Regular ophthalmic screening is crucial for early detection of ocular adverse events. Recent publications highlight the importance of baseline and periodic ocular assessments in patients receiving immune checkpoint inhibitors to identify early signs of intraocular inflammation and other ocular toxicities.21 Although this patient’s visual acuity eventually improved, the persistence of visual field defects highlights the potential for lasting visual impairment. It has been noted that toxic optic neuropathies can improve after discontinuing the offending agent, but recovery may be incomplete depending on dosage and duration of exposure.3 Early recognition and intervention are crucial to minimizing permanent damage.

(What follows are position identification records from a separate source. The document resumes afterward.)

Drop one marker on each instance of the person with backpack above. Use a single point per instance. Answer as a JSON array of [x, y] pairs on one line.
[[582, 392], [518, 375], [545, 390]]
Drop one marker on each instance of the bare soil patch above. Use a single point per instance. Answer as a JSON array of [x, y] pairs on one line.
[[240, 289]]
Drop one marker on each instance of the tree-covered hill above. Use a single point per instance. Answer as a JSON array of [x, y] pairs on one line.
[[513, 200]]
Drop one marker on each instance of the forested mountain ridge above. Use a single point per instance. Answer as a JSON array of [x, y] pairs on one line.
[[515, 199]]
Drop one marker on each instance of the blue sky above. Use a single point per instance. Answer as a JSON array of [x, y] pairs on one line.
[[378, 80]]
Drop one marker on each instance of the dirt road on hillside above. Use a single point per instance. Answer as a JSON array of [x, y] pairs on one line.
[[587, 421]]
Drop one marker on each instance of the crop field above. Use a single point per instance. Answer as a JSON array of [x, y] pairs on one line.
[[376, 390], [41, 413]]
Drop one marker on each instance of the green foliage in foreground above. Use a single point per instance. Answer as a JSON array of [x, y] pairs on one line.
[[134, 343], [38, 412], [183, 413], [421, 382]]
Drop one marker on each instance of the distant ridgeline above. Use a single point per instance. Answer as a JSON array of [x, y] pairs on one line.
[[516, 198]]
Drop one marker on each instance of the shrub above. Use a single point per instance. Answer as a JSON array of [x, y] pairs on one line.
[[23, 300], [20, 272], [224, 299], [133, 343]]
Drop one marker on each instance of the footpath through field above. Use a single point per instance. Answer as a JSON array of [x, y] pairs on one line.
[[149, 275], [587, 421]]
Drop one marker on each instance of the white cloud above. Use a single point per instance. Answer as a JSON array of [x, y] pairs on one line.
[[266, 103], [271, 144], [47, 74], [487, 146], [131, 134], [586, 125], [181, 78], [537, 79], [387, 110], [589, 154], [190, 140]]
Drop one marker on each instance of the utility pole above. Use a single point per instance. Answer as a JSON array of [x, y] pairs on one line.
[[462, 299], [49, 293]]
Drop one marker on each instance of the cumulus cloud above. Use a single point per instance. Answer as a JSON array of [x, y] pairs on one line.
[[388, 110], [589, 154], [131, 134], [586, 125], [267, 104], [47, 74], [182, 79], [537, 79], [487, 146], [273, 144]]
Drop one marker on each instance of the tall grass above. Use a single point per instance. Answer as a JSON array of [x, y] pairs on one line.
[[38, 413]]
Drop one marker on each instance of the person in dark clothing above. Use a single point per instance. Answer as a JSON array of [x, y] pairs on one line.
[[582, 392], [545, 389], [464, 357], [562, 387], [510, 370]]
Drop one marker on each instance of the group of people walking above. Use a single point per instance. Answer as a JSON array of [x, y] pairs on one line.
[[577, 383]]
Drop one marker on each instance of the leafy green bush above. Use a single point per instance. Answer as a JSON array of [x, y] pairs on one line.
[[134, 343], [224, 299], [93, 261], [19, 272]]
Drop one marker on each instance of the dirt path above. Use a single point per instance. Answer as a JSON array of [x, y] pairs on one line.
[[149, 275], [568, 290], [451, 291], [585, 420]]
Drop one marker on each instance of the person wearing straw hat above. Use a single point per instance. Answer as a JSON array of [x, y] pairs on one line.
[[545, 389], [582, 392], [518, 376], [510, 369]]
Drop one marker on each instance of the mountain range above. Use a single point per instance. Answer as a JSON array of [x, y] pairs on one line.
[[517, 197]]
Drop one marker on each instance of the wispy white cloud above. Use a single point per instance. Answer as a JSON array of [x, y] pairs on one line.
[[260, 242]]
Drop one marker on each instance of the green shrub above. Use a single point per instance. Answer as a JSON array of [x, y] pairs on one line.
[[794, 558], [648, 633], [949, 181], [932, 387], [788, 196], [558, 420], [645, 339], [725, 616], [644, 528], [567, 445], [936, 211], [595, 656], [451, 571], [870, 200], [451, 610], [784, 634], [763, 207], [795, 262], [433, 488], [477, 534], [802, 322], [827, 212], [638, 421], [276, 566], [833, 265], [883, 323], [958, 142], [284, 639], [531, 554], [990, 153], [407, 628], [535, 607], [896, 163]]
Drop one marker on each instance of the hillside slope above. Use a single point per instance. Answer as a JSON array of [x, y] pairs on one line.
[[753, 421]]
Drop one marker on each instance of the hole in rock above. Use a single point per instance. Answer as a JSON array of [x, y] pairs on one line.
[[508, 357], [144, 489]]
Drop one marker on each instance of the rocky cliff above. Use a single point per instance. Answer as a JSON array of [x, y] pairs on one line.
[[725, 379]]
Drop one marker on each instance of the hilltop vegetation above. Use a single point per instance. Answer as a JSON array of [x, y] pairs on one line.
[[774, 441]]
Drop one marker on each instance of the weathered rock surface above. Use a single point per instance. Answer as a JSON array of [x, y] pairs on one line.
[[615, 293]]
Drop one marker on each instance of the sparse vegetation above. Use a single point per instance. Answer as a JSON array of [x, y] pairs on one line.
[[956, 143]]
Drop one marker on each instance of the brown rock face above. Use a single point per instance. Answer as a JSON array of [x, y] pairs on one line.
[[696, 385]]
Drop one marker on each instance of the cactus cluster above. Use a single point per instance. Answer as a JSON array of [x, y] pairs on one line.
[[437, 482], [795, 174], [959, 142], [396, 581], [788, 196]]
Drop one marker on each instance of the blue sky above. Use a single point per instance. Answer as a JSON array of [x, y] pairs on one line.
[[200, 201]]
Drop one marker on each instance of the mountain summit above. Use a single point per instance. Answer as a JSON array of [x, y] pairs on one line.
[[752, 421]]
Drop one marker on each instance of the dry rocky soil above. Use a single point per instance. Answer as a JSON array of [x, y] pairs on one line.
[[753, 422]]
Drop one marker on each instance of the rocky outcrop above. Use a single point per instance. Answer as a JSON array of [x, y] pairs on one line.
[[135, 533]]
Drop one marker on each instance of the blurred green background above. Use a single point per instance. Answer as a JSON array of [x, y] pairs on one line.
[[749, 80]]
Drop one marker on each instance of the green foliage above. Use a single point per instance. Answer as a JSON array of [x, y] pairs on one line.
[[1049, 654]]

Given the increasing use of immune checkpoint inhibitors in oncology, awareness of their potential neuro-ophthalmic adverse effects is essential for early detection and intervention. Future studies and case reports will be necessary to understand better the incidence, risk factors, and management of nivolumab-induced optic neuropathy as more cases are reported.

CONCLUSION

Optic disc edema may indicate acute changes in the optic nerve and necessitate a thorough and prompt evaluation by clinicians to exclude life-threatening conditions. When faced with acute bilateral optic disc edema, it is crucial to conduct a comprehensive workup and diagnostic testing to identify alternative etiologies. The causes of optic disc elevation can range from increased intracranial pressure and ischemia to inflammation and various pseudoedematous conditions. With the increasing use of immune checkpoint inhibitors like nivolumab in oncology, awareness of their potential neuro-ophthalmic adverse effects is essential for early detection and intervention. Implementing standardized screening protocols, including baseline and periodic ophthalmic assessments, could help identify subtle changes before they progress to symptomatic disease. Timely and accurate diagnosis empowers physicians to modify treatment strategies, including the potential discontinuation of any offending medications, thereby mitigating the risk of permanent ocular damage. Notably, clinician awareness of optic neuropathy as a rare side effect of nivolumab is essential for its early recognition and effective management, ensuring optimal patient outcomes.

-No identifiable health information was included in this case report

-The author declares no funding sources.

-The author declares no conflict of interest.

TAKE HOME POINTS

  • Immune checkpoint inhibitors, including nivolumab, can cause iatrogenic optic neuropathy. With the increasing use of these medications in oncology, awareness of their potential neuro-ophthalmic adverse effects is essential for early identification and intervention.

  • Implementing standardized screening protocols, including baseline and periodic ophthalmic assessments for patients on immune checkpoint inhibitors, could help identify subtle changes before they progress to symptomatic disease.

  • Clinicians should have awareness for the potential change of signs or symptoms during their examination. In this case, rapidly progressing optic disc edema caused a new onset disc hemorrhage within 20 minutes.

  • When managing bilateral optic disc edema, comprehensive workup (which could include neuroimaging, lumbar puncture, and laboratory testing) is essential to rule out more common causes of optic neuropathy before attributing it to medication toxicity.

ACKNOWLEDGMENTS

The author would like to acknowledge Kristin Bretz, MD.